To be fair I probably spent too much time in the next control as well. I'm used to riding alone and have done riding on the clock before (I'm a pretty full value rider - eg: I finished the Nippy Sweetie 200 with 4 mins to spare) but that along with all the other factors just built up to a head at Richmond, and the worry about getting home in time for my other commitment tipped me over the edge.
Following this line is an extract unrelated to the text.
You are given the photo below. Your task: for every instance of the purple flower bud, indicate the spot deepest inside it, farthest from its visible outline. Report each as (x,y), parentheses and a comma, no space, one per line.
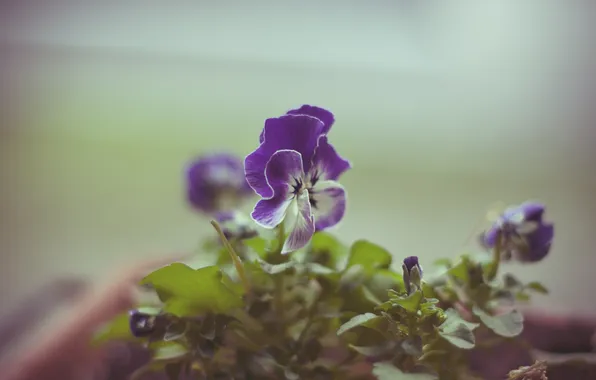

I don't blame the other rider for it (she posts on here occasionally). It was quite a feat to ride 75km without having been able to keep any food down all week and throwing up on the route. Net time i will pay far more attention to preparation before the event, and give myself a whole weekend without other commitments to do the ride.


----------



## Ian H (18 Oct 2012)

A good introduction to long-distance is the National 400. Full controls with food, and a relatively easy route. Next year it's on the 15th June 2013


----------



## Tynan (18 Oct 2012)

shame it's in Devon


----------



## Dan_h (18 Oct 2012)

martint235 said:


> I don't know whether to renew or not. I entered one Audax in the whole of last year and that was a DNS due to a crash the weekend before.


 
Yes, but that was last year. Renew the membership and do more this year!


----------



## Dan_h (18 Oct 2012)

Tynan said:


> shame it's in Devon


 
Do you mean the National 400 is in Devon next year?


----------



## Dan_h (18 Oct 2012)

Actually I just answered my own question by looking at the AUK website. Now that looks like a cool ride to me!


----------